Dr McAleese also recalls she shot down a request from one of the Vatican's top cardinals to place incriminating church files beyond the reach of Irish State enquiries during a presidential visit to Italy in 2003.

It occurred during a private meeting with then Vatican Secretary of State Angelo Sodano.

"I left there really quite shattered that this was the No.2 in the church I belonged to. Everything about him I found horrifying."

In Rome v Republic, Michael McDowell reveals 170,000 children were sent to a network of church-run institutions from the 1930s to 1970s.
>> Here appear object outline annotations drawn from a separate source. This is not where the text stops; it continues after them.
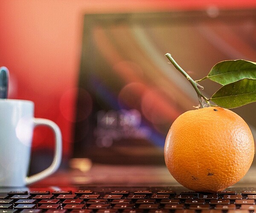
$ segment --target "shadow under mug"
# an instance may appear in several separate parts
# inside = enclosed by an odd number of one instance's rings
[[[60,165],[60,130],[52,121],[35,118],[34,111],[34,103],[30,101],[0,99],[0,187],[32,184],[52,174]],[[49,167],[28,176],[33,130],[40,125],[48,127],[54,133],[54,156]]]

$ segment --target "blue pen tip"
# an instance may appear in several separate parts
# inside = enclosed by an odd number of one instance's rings
[[[0,98],[7,98],[8,95],[9,70],[5,66],[0,67]]]

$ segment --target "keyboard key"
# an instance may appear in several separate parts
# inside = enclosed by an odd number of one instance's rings
[[[28,193],[27,191],[11,191],[8,193],[9,195],[27,195]]]
[[[67,211],[66,209],[48,209],[46,213],[67,213]]]
[[[193,195],[176,195],[174,197],[175,199],[180,199],[181,200],[186,200],[186,199],[192,199],[195,198]]]
[[[58,199],[43,199],[38,202],[39,204],[56,204],[60,203],[60,200]]]
[[[131,203],[131,199],[115,199],[111,201],[111,204],[128,204]]]
[[[90,199],[98,199],[99,198],[99,195],[82,195],[80,197],[79,199],[89,200]]]
[[[87,207],[87,208],[97,210],[98,209],[107,209],[110,207],[110,204],[91,204]]]
[[[189,209],[193,210],[207,210],[209,208],[209,204],[191,204],[189,205]]]
[[[0,213],[15,213],[17,211],[17,209],[0,209]]]
[[[75,193],[75,194],[78,195],[91,195],[94,192],[92,190],[79,190],[77,191]]]
[[[36,204],[18,204],[14,208],[15,209],[34,209],[36,207]]]
[[[218,192],[218,194],[219,196],[224,195],[236,195],[236,191],[221,191]]]
[[[58,209],[60,207],[60,204],[42,204],[38,206],[38,208],[42,209]]]
[[[134,194],[139,194],[139,195],[151,195],[152,194],[152,192],[151,191],[148,191],[147,190],[138,190],[134,192]]]
[[[37,195],[34,197],[34,199],[52,199],[53,198],[53,195]]]
[[[84,204],[67,204],[63,207],[64,209],[71,210],[72,209],[81,209],[85,207]]]
[[[247,196],[247,199],[256,199],[256,195],[248,195]]]
[[[241,205],[242,204],[250,204],[251,205],[254,205],[255,202],[254,200],[248,199],[239,199],[235,200],[235,203],[237,205]]]
[[[256,209],[256,207],[255,205],[242,204],[241,205],[240,209],[243,210],[247,210],[248,211],[254,211],[254,210]]]
[[[140,204],[139,206],[139,209],[158,209],[159,207],[158,204]]]
[[[242,199],[243,196],[241,195],[225,195],[223,196],[223,198],[230,200],[236,200],[237,199]]]
[[[20,211],[21,213],[41,213],[41,212],[42,210],[39,209],[24,209]]]
[[[56,198],[56,199],[63,200],[66,199],[74,199],[76,197],[76,195],[75,194],[59,194]]]
[[[158,191],[157,194],[159,195],[162,194],[168,194],[170,195],[171,196],[174,196],[176,194],[176,193],[175,191],[171,191],[171,190],[161,190],[160,191]]]
[[[209,194],[207,195],[199,195],[199,199],[204,199],[205,200],[209,200],[214,199],[218,199],[218,195],[216,194]]]
[[[12,196],[10,199],[29,199],[31,198],[30,195],[18,194]]]
[[[127,209],[134,208],[134,204],[116,204],[113,207],[114,209]]]
[[[71,213],[93,213],[92,209],[73,209],[70,212]]]
[[[138,199],[135,203],[137,204],[154,204],[156,202],[156,200],[153,199]]]
[[[102,198],[109,200],[112,200],[114,199],[122,199],[123,195],[105,195]]]
[[[0,200],[0,204],[3,203],[12,203],[13,200],[12,199],[2,199]]]
[[[229,199],[218,199],[217,200],[213,199],[210,200],[210,204],[230,204],[230,200]]]
[[[193,195],[195,198],[198,198],[199,196],[199,194],[198,192],[195,192],[194,191],[186,191],[180,193],[181,195]]]
[[[184,208],[183,204],[166,204],[163,207],[164,209],[175,210],[178,209],[183,209]]]
[[[87,202],[86,202],[87,204],[105,204],[107,203],[108,202],[108,200],[106,199],[92,199],[91,200],[89,200]]]
[[[225,204],[217,204],[215,206],[215,209],[217,210],[230,210],[231,209],[236,209],[236,204],[229,204],[227,205]]]
[[[37,202],[37,200],[35,199],[21,199],[18,200],[15,202],[15,204],[33,204]]]
[[[127,196],[128,199],[136,200],[137,199],[143,199],[146,197],[145,195],[129,195]]]
[[[112,195],[128,195],[130,191],[127,191],[126,190],[115,190],[115,191],[112,191],[111,194]]]
[[[0,199],[6,199],[9,196],[8,194],[1,193],[0,194]]]
[[[185,201],[185,204],[205,204],[204,199],[186,199]]]
[[[10,209],[12,207],[12,204],[0,204],[0,209]]]
[[[97,213],[117,213],[116,210],[113,209],[99,209]]]
[[[169,194],[154,194],[152,195],[151,197],[150,198],[151,199],[155,199],[157,200],[159,200],[161,199],[168,199],[170,198],[170,195]]]
[[[163,199],[160,201],[161,204],[179,204],[180,200],[179,199]]]
[[[256,191],[243,191],[241,194],[243,196],[247,196],[249,195],[256,195]]]
[[[71,200],[67,199],[65,200],[62,203],[63,204],[80,204],[84,202],[84,200],[81,199],[77,199],[76,200]]]
[[[72,194],[72,191],[70,191],[70,190],[56,190],[55,191],[54,191],[54,192],[52,192],[52,194],[53,195],[63,195],[63,194]]]
[[[32,191],[29,194],[32,196],[37,195],[49,195],[50,191],[48,190]]]

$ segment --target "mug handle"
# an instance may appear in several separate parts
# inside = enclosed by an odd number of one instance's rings
[[[52,121],[44,118],[34,118],[34,127],[47,126],[53,131],[55,138],[55,150],[52,164],[47,169],[26,178],[26,184],[29,184],[40,181],[54,173],[59,167],[61,161],[62,141],[59,127]]]

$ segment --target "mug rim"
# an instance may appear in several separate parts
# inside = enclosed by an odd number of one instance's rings
[[[0,103],[3,102],[13,102],[13,103],[30,103],[31,104],[34,104],[34,102],[32,101],[29,100],[23,100],[23,99],[15,99],[12,98],[0,98]]]

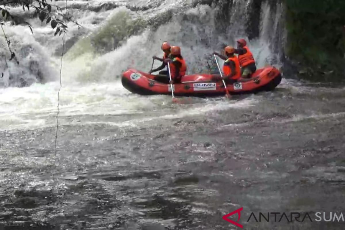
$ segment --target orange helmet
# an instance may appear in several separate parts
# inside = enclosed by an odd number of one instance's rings
[[[242,45],[242,46],[245,46],[247,44],[247,42],[243,38],[237,40],[237,42]]]
[[[170,53],[173,55],[180,55],[181,48],[178,46],[172,46],[170,49]]]
[[[160,48],[162,48],[162,50],[167,50],[168,49],[170,49],[170,45],[167,42],[165,41],[163,43]]]
[[[233,53],[235,52],[235,48],[232,46],[227,46],[224,49],[225,53]]]

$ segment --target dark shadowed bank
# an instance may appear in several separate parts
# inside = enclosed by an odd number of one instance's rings
[[[344,80],[345,1],[284,0],[286,50],[301,78]]]

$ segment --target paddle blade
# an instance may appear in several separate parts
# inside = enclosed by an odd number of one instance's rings
[[[226,92],[226,94],[225,94],[225,96],[226,96],[226,98],[228,99],[231,99],[231,95],[229,94],[229,92]]]

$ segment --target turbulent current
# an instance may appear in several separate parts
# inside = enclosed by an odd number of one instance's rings
[[[68,24],[63,50],[29,15],[33,35],[4,25],[19,64],[4,58],[0,37],[0,230],[237,229],[222,217],[240,207],[245,229],[343,229],[247,221],[252,212],[344,210],[343,87],[284,75],[272,92],[176,104],[120,80],[129,67],[149,70],[164,41],[181,47],[189,73],[242,38],[257,66],[279,68],[279,2],[69,0],[82,27]]]

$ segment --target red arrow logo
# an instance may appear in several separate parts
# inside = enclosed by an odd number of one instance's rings
[[[236,225],[238,227],[239,227],[241,228],[243,228],[243,226],[242,226],[241,224],[240,224],[238,223],[237,223],[237,222],[238,222],[238,221],[239,220],[240,218],[241,218],[241,211],[243,210],[243,208],[239,208],[237,210],[236,210],[234,211],[233,212],[230,212],[229,213],[228,213],[227,214],[225,215],[225,216],[223,216],[223,219],[224,220],[226,220],[228,222],[230,222],[233,224],[234,224],[235,225]],[[238,219],[237,220],[237,221],[236,222],[234,221],[233,220],[230,219],[228,218],[228,217],[229,217],[232,216],[233,215],[236,213],[238,214]]]

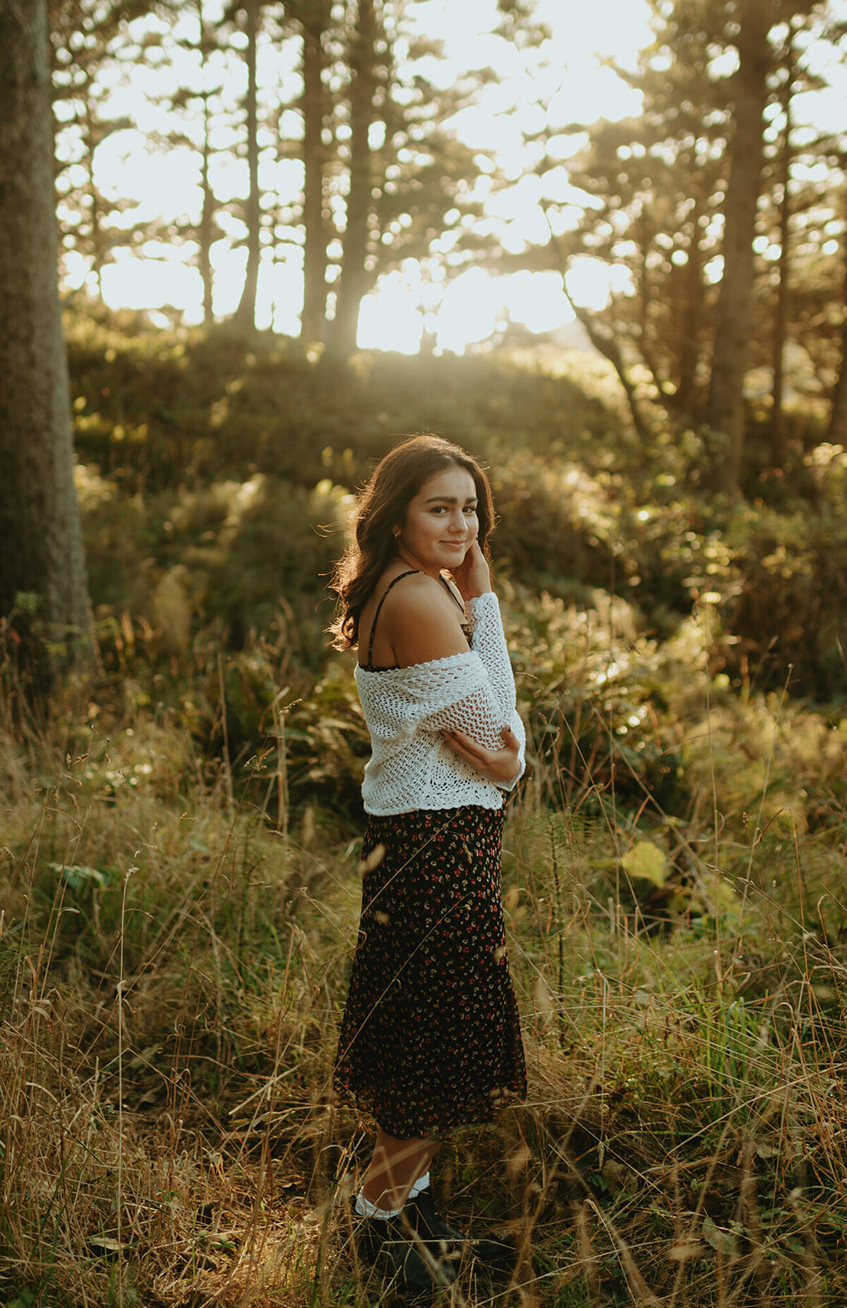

"In many of the institutions, they were treated like prison inmates, neglect was widespread, children were frequently hungry and many were subjected to extreme physical and emotional abuse. In the boys' institutions ,there was an endemic culture of sexual abuse."

He reveals how the State effectively let the Church off the hook when it came to paying compensation to victims.

"In the dying days of the 2002 administration, Michael Woods, on behalf of the Government, met the representatives of the religious orders and did a deal with them under which the State would effectively cap the liability of the religious orders.

"I was the Attorney General at the time and neither I nor members of the Government in Cabinet were consulted on this matter. The simple fact is that as a result, the State effectively signed a blank cheque that cost us €1.4bn in the end in exchange for a promise of a contribution of £100m (€128m) from the religious orders."

Despite two decades of horrific scandals, cover-ups and revelations, the documentary concludes that the Church remains embedded in Irish life.

'Rome v Republic', RTE One, Thursday, 10.15pm.